AITAH for not visiting my dad’s girlfriend in the hospital?
I’ll try and keep this brief.
My mother passed 2 summers ago. My father basically ignored the cancer and went to approximately 0 treatments. He dissociated for the most part, and left me (31m) to handle appointments and medications. I didn’t mind. I loved my mom and knew time was growing kinda thin. If chemo and immunotherapy were how we got to hangout? So be it. I watched her wither away, and eventually, pass.
Fast forward maybe.. 3 months. He’s got a girlfriend. She’s 10+ years younger and he asked If I was okay with it. I gave my blessing and said, “hey man, so long as you’re happy.” She (we’ll call her Beth) is a nice enough person, and I truly don’t mind her at all. She tries hard to make Me feel like family. And “moms” me at Times. But her hearts in the right place.
Recently, she has a pretty serious medical set back and is hospitalized.

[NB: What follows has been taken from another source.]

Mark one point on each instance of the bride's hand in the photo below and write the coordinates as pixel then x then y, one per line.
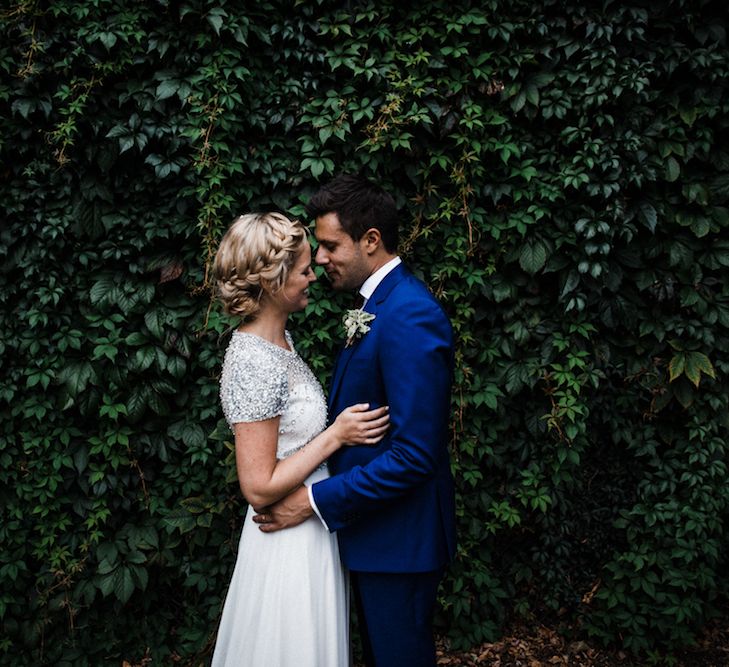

She’s stable but she’s been at the hospital for a few weeks. The hospital is about a 20 minute drive from my place. (My dad and Beth live 2 hours away, but the nearest viable hospital is actually close to my new home. My dad has been at The hospital almost every day.
So, it irks me that he manages to make time For this person, when he didn’t give that same treatment and care for my mother, and his wife of nearly 30 years, while she slowly died Of cancer. And instead, had his son deal With it. And now, I’m expected to make the hospital a part of my daily existence all over again for his girlfriend.
So, AITAH for not wanting to visit? Maybe I’m being too harsh, or letting past pain cloud my judgement. My wife agrees with me whole-heartedly, but she’s my forever person. She will always side with me. Even if I’m wrong. But, am I?